Aqui dentro sempre tento passar a seguinte mensagem: todos nós precisamos avançar pelo mesmo caminho. Sou humilde em dizer “não sei, por favor me ajudem e me ensinem”.
O setor de transporte em sua maioria é composto por homens. Nós temos mulheres capacitadas, e poderíamos estar mais presentes na operação, mas é muito difícil colocar uma mulher com mais 20 homens. A gente sente uma resistência deles, que já estão lá há mais tempo.
Uma vez escutei de uma pessoa da operação, “você só tem serviço porque a gente comete erros, e vem as ações reclamatórias”. Eu falei não mesmo!
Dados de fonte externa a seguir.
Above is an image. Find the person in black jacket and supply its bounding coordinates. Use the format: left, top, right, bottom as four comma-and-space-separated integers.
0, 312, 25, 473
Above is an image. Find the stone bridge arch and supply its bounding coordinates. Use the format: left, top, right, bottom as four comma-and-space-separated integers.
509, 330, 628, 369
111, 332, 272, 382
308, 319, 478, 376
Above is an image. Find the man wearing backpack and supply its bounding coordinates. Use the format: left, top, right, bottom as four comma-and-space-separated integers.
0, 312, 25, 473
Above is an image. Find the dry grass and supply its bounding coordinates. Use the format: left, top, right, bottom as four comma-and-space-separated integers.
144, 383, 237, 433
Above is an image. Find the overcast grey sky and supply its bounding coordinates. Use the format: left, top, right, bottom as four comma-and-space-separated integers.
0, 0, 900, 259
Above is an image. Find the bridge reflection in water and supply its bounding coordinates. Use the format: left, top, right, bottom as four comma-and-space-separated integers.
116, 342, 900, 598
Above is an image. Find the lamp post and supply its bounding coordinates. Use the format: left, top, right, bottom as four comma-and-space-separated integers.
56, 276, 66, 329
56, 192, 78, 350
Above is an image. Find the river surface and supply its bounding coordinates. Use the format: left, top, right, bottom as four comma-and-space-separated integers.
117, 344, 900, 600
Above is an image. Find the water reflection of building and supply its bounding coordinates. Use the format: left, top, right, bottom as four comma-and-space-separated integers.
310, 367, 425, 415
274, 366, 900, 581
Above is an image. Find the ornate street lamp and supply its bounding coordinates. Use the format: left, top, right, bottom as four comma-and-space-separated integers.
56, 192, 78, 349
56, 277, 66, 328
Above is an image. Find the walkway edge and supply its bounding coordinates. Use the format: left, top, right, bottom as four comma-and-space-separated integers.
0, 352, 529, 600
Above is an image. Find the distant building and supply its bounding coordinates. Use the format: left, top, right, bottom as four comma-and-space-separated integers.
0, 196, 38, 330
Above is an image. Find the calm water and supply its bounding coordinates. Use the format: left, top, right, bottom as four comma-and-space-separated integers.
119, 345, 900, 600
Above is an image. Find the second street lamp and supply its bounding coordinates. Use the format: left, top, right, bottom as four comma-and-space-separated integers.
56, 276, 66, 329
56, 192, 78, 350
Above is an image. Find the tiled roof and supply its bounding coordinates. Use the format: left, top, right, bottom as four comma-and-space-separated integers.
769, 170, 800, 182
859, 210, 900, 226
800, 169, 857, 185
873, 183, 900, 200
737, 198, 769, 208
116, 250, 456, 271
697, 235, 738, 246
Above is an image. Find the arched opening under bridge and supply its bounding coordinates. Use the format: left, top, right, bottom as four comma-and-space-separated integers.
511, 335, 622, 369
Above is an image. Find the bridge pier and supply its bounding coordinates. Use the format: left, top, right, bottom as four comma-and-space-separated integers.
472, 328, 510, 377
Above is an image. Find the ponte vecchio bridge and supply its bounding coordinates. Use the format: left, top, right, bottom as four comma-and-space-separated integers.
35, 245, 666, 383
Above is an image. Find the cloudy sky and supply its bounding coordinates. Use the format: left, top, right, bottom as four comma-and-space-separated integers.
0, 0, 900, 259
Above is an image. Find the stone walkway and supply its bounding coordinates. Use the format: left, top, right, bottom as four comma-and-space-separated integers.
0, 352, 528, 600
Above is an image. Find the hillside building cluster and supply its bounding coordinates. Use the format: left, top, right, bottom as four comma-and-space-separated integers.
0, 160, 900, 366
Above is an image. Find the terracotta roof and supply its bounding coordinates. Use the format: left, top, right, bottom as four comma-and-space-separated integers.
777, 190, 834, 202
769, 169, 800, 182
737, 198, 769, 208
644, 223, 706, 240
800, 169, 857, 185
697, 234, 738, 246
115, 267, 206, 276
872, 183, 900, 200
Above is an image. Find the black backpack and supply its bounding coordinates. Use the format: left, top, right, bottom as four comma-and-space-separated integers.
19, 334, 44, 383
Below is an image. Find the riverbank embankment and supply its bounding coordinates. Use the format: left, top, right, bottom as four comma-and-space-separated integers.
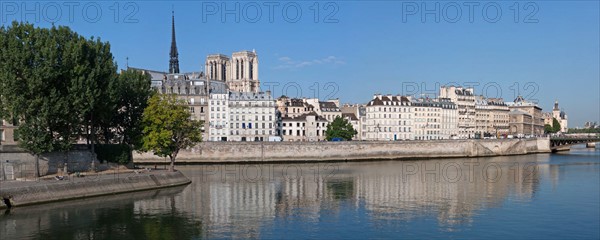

Se vocês fizerem tudo certo e não vier nenhuma ação, eu ainda tenho muito serviço. Não se preocupe.
Nós mulheres ainda estamos ocupando nossos espaços e nossa atuação em cargos de liderança também é recente. Agora, conversamos no mesmo patamar. De igual para igual. Isso é difícil para alguns homens aceitarem, o machismo é uma cultura ainda enraizada.
As empresas deveriam apostar mais no equilíbrio em seu quadro de funcionários. Se é homem ou mulher, essa informação em uma contratação, deveria ser indiferente. Movimentos de equidade como o Vez & Voz deveriam ser mais divulgados, para motivar e inspirar mais mulheres. Tem gente que começa no setor e desiste pelas dificuldades.
Mas quando você consegue fazer com que as pessoas se projetem em você, você mostra para elas, que dá para fazer. Eu tenho uma sobrinha que disse que vai fazer Direito, porque eu consegui me formar e atuar na área.
Disse para ela, e digo aqui novamente: se você quer muito algo para tua vida, faça o que for preciso para dar certo. Por mais que seja desafiador e você tenha que ir chorar diversas vezes no banheiro. Fazer o que a gente gosta não tem preço.
Por Luiza Petri, advogada na Renovação Logística.